Mefenamic acid is an anti-inflammatory drug commonly used to manage pain, especially menstrual cramps. Microspheres, which are spherical particles ranging from 1 to 1000 micrometres, are effective in enhancing the sustained release of medications. The solvent evaporation method is widely used in the preparation of microspheres to improve drug delivery profiles.
A UV study of mefenamic acid was conducted to analyze all necessary parameters. Mefenamic acid and ethyl cellulose polymer were dissolved and stirred at 700 rpm using the solvent evaporation method. A surfactant-containing aqueous phase was prepared and maintained under stirring, into which the organic phase was introduced and continuously stirred to form microspheres. The formed microspheres were characterized by loading capacity, drug content, entrapment efficiency, and product yield. Scanning Electron Microscopy was used to confirm the spherical shape of the microspheres. An in vitro release study was conducted using a diffusion technique to evaluate the drug release profile.

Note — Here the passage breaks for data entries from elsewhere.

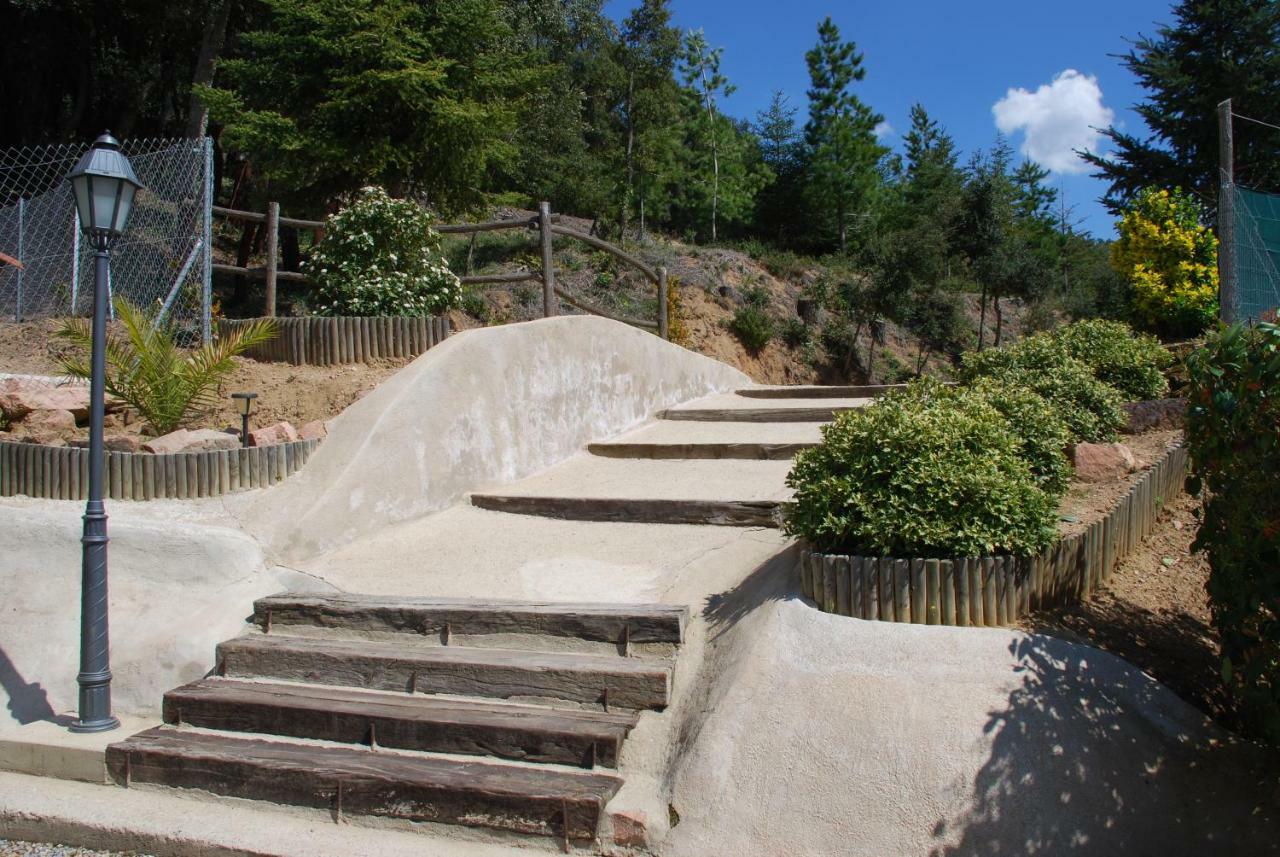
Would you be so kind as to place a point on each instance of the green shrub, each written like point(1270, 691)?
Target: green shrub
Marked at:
point(147, 370)
point(753, 328)
point(795, 333)
point(1134, 363)
point(1089, 407)
point(380, 257)
point(919, 475)
point(1042, 434)
point(1233, 432)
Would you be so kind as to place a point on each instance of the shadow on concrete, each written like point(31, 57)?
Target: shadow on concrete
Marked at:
point(1088, 757)
point(28, 701)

The microspheres were successfully formed with a spherical shape, as observed in SEM images. The evaluation showed favorable loading capacity, entrapment efficiency, and drug content. The in vitro release study demonstrated a sustained release profile, indicating the effectiveness of the hydrophilic polymer in prolonging drug release.
The developed mefenamic acid-loaded microspheres using a hydrophilic polymer via the solvent evaporation method achieved sustained drug release, potentially reducing the need for frequent dosing. The method and formulation show promise for enhancing the therapeutic efficacy of mefenamic acid.